Ketupat Salah Satu Hidangan Khas lebaran

Nuansa Lebaran juga semakin terasa dengan kehadiran bunga-bunga seperti sedap malam, aster, dan mawar yang menghiasi rumah. Aroma khas hidangan serta keindahan dekorasi sederhana tersebut menjadi bagian dari memori yang melekat kuat di hati banyak orang.

Menjelang Lebaran, pusat-pusat perbelanjaan dan toko pakaian dipadati masyarakat yang berburu kebutuhan hari raya. Mulai dari baju baru, sepatu, sandal, hingga peci atau kopiah dan sarung menjadi barang yang banyak dicari. Para pedagang pun merasakan berkah tersendiri karena meningkatnya permintaan dari masyarakat yang ingin menyambut Lebaran dengan penuh suka cita.

Selain itu, momen ini juga identik dengan kegiatan berbagi dan bersedekah. Banyak masyarakat yang memanfaatkan bulan Ramadan hingga Lebaran untuk membantu sesama, baik melalui pembagian takjil, santunan kepada anak yatim, maupun berbagai kegiatan sosial lainnya.

Menariknya, hampir semua hal yang identik dengan Lebaran sebenarnya dapat ditemui sepanjang tahun. Namun, mengapa semuanya terasa begitu istimewa hanya saat hari raya tiba?

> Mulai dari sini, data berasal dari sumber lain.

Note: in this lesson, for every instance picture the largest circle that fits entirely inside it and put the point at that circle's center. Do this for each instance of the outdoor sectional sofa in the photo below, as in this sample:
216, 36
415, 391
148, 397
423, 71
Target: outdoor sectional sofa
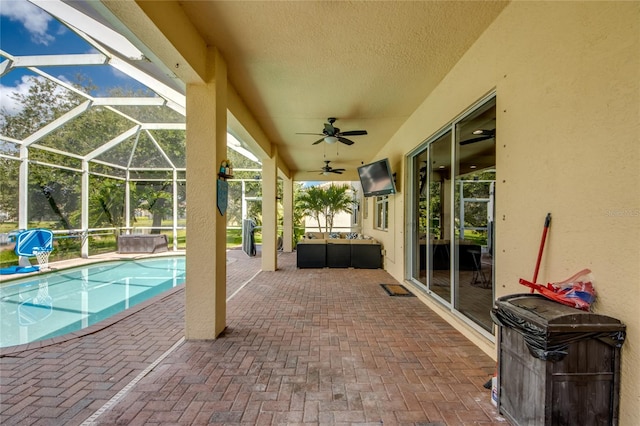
338, 250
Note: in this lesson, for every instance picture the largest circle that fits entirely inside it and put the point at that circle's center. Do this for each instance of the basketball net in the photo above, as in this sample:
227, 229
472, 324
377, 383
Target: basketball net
43, 258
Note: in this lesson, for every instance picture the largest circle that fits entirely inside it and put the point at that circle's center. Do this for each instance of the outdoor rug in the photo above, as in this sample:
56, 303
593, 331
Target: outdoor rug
396, 290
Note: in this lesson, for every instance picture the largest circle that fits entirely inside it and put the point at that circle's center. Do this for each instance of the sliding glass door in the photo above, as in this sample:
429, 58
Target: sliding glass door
453, 189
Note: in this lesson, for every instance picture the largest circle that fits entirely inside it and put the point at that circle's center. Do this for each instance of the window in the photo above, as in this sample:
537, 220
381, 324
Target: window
382, 209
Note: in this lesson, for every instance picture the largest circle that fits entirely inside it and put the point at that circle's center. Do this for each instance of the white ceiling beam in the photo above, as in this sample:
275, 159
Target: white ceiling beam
113, 142
44, 131
130, 101
5, 66
57, 151
162, 90
164, 126
59, 60
180, 109
159, 148
59, 82
90, 26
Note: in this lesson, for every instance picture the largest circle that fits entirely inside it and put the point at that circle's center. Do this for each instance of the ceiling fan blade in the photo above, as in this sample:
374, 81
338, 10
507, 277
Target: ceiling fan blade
345, 140
354, 133
474, 140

Pusat Perbelanjaan menjadi salah satu tujuan 

Barangkali jawabannya terletak pada rasa dan makna yang menyertainya. Saat Lebaran, ada dorongan kolektif dalam masyarakat untuk merayakan kebahagiaan bersama. Hampir setiap rumah memiliki semangat yang sama untuk menyambut hari kemenangan, sehingga tercipta suasana yang begitu khas dan penuh kehangatan.

Dari sisi ekonomi, Lebaran juga membawa dampak besar. Perputaran ekonomi meningkat pesat karena masyarakat secara alami mencari berbagai kebutuhan hari raya. Para pedagang, pelaku usaha kecil, hingga sektor transportasi merasakan lonjakan aktivitas yang signifikan.

Lebaran juga memiliki pesan penting tentang kesetaraan. Pada momen ini, perbedaan status sosial seakan melebur. Setiap orang merayakan dengan caranya masing-masing, sesuai kemampuan dan rasa syukur yang dimiliki. Bahkan bagi sebagian orang yang sepanjang tahun harus berjuang keras untuk memenuhi kebutuhan hidup, Lebaran tetap menjadi waktu untuk merasakan kebahagiaan bersama keluarga.

Fenomena lain yang selalu hadir setiap tahun adalah arus mudik. Jalanan yang padat bahkan kemacetan panjang justru menjadi bagian dari tradisi. Jika pada hari biasa kemacetan sering memicu emosi, saat Lebaran justru terasa berbeda karena menjadi simbol perjalanan pulang menuju kampung halaman, tempat di mana rindu akhirnya terobati.

Namun seiring perkembangan zaman, beberapa tradisi Lebaran mulai mengalami perubahan. Dahulu, masyarakat sering saling mengantar makanan ke rumah tetangga atau saudara. Kini, kebiasaan tersebut perlahan berkurang, tergantikan oleh cara yang lebih praktis dan modern.

Meski begitu, esensi Lebaran tetap sama. Kebersamaan, rasa syukur, serta semangat berbagi tetap menjadi inti dari perayaan ini.

Lebaran pada akhirnya bukan hanya tentang makanan, pakaian baru, atau tradisi yang dijalankan setiap tahun. Lebaran adalah tentang kembali—kembali kepada keluarga, kepada sesama, dan kepada diri sendiri untuk menjadi pribadi yang lebih baik.